The United States is expected to be driven by strong sales of premium products. Automotive and industrial applications account for over 90% of lubricant sales in the US market.
Industrial motor oil is likely to be a significant contributor to the growth of the global lubricants market in the United States. This lubricant is used to reduce operating costs by dramatically reducing wear and tear on highly moving mechanical components. It also helps reduce fuel consumption as it has a low coefficient of friction. Consequently, it helps keep the engine parts clean, work efficiently and provide optimal combustion efficiency.

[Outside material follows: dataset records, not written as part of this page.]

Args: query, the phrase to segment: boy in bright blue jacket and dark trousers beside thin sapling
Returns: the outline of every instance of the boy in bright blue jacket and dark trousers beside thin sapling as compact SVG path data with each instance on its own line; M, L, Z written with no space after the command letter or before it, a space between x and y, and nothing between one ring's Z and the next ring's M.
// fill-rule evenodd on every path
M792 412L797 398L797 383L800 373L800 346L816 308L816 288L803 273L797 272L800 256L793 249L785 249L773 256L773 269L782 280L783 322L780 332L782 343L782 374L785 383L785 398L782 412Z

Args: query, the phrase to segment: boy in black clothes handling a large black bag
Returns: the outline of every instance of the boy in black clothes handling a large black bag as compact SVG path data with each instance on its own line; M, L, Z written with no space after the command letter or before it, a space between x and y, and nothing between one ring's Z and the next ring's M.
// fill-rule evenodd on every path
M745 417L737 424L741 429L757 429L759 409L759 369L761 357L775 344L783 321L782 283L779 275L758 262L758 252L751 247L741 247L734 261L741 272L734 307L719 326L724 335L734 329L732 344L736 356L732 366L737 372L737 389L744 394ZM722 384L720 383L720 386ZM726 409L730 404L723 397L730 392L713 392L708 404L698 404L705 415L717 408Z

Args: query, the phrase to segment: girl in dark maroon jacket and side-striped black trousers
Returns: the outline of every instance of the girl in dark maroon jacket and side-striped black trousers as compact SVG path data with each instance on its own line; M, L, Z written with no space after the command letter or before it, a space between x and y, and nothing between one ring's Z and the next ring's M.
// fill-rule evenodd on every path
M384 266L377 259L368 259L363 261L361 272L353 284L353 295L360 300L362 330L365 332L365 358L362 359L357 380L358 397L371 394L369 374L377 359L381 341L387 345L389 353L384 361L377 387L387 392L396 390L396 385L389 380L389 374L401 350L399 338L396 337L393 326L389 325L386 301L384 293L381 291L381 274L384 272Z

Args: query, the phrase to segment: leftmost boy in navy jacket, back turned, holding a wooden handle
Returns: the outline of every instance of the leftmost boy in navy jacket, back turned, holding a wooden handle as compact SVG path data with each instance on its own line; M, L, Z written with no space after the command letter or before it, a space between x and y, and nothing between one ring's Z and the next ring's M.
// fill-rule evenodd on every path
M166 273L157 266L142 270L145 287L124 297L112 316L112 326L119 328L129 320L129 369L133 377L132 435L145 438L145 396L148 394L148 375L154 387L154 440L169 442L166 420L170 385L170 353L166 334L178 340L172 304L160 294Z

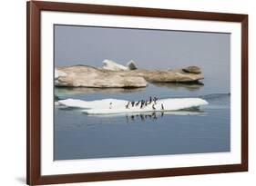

The automotive and industrial sectors are the main areas of application of lubricants in the United States. There have been several developments in the ecosystem focusing on product development, strategic product placement, value chain optimization and other factors. The implementation of new standards and regulations is likely to increase the demand for premium motor lubricants and synthetic formulations. With the presence of numerous market competitors in the United States, the automotive and industrial categories are expected to be saturated. The aeronautical and maritime industries are likely to grow significantly in the coming years.
Competitive landscape:
The global market for two-wheeler lubricants is very consolidated. Market leaders are focusing on strategic expansion initiatives, such as forming strong distribution relationships, joint ventures and collaborative agreements. They are also investing in research and development and introducing new products to meet the growing demand for motorcycle and scooter lubricants.
Some of the major players are also looking to expand their product line to increase revenue.
Recent developments:
July 2021 – Steel Bird announced the launch of a new range of two-wheel motor oils, grease and fork oil in a variety of variations for different types of two-wheelers.
October 2021 – ExxonMobil launched synthetic motor oils for motorcycles in India. The business also announced an update to its Mobil Super Moto line of synthetic base oil-based motorcycle engine oils.